The mystery of the increasingly intricate patterns was supposedly solved after several high-profile cases were revealed to be the work of artists and mischief-makers armed with barrels, planks of wood and plenty of spare time.
Credit for the hoaxes has been laid largely at the feet of pranksters Dave Chorley and Doug Bower, who in 1991 announced they had been pulling the wool over people’s eyes since 1978.
(FYI, crop circles have also been blamed on unusual weather patterns, top secret military experiments and, er, stoned wallabies.)
Greg Jefferys
But research by Greg Jefferys has revealed evidence of the strange circles in the English countryside at least 33 years before Chorley and Bower took credit for the phenomena – which until then had been attributed to UFOs and alien activity.

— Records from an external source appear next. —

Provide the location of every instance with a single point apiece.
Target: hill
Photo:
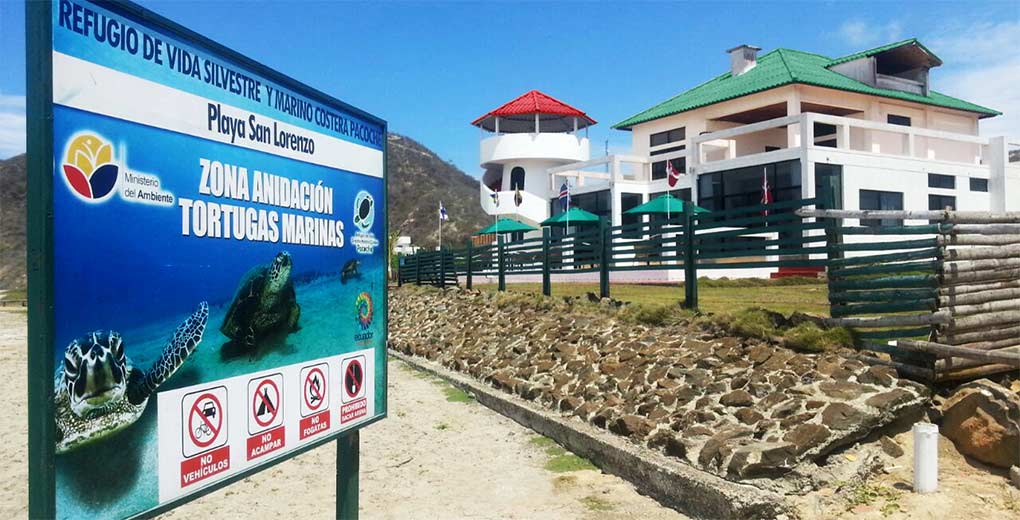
(12, 190)
(418, 179)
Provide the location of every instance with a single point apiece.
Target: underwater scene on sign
(166, 275)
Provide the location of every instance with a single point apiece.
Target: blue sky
(429, 68)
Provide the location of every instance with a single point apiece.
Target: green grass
(455, 395)
(713, 296)
(560, 460)
(597, 504)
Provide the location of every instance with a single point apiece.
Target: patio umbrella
(505, 225)
(575, 216)
(664, 205)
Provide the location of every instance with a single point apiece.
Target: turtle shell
(246, 303)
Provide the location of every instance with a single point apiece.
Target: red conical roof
(531, 103)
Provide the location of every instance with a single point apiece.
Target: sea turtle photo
(99, 392)
(350, 271)
(265, 303)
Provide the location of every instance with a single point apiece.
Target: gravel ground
(437, 456)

Jefferys, who has a degree in archaeology, was prompted to research the matter after reading a report on crop circles in an 1880 edition of the science journal Nature.
The 59-year-old’s research focuses on images from Google Earth’s new 1945 overlay, which Jefferys studied for more than 300 hours.
The overlay is a series of photos taken towards the end of World War II by the RAAF and comprises around 35% of the 1945 overlay of England presently available online.
Jefferys points out the material available does not include acknowledged crop circle “hotspots” around Wiltshire.
In a research paper emailed to Huffington Post UK Jefferys writes:
“Using aerial photographs primarily from the Google Earth 1945 overlay, that the number of crop circles appearing each summer has been relatively constant for at least the last 70 years and that these crop circles cannot be explained by the ‘hoax theory’. This removal of the validity of the hoaxer’s claims means that crop circles remain an unexplained natural phenomenon deserving of serious investigation by academic institutions and other research organisations.”